While many eyes on Pakistan are focused on the problems with insurgents and controlling the travel of the Taliban and friends across the border into Afghanistan, it is not as widely known that the country remains in a relatively desperate energy shortage. In one of the latest moves to counter this, the country will go onto daylight saving time on April 15th, in a move that is hoped to save the country 250 MW a day. Given that the country is short around 4,000 MW, this won’t help much. In Islamabad alone the gap was 190 MW last Thursday causing 150 MW of load shedding to be imposed. By Sunday it had increased to a shortfall of 1,200 MW and after having only had load shedding of 4 – 6 hours, the city is now back to blackouts of up to 12 hours as air conditioning demand rises with the hotter weather.

In Karachi the daily shortfall of 350 MW is coming with 8-10 hours of unannounced blackouts. (Hat tip to Energy Shortage). The Prime Minister still believes that load shedding can be ended this year. Part of the problem in Karachi, apparently, is that the power company has been taken over by a Saudi company who then sold it, but the new owners have yet to take possession. None of the problems have apparently been tackled.

And just to return to Russia for a moment, I had always remembered that before things got unpleasant in Iraq, Russia had been on its way to getting a sizeable chunk of the energy in that country. Turns out that they are now back
A Russian consortium including oil group Lukoil signed a $3.7 billion deal to develop Iraq's West Qurna oil field in 1996, when Saddam Hussein was in power.
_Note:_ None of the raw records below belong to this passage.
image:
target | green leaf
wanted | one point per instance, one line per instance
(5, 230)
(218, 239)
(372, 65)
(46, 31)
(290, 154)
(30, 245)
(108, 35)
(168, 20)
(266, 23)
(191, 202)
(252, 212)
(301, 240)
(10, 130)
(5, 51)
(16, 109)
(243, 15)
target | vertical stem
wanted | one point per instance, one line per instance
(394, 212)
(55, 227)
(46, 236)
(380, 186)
"The goal has been set to restore the contracts concluded between Russian and Iraqi companies before the war," Energy Minister Sergei Shmatko told Reuters, adding that a working group on the issue would convene in the near future. . . . .
Saddam's government tore up the Lukoil deal in 2002, months before the invasion, saying the Russian company had done no work at West Qurna since signing it and had failed to fulfil its contractual obligations.

JP Morgan said in March last year that, according to Russian estimates, production at the field was expected to peak at 700,000 barrels per day, and reserves could total between 4.5 billion and 7.3 billion barrels.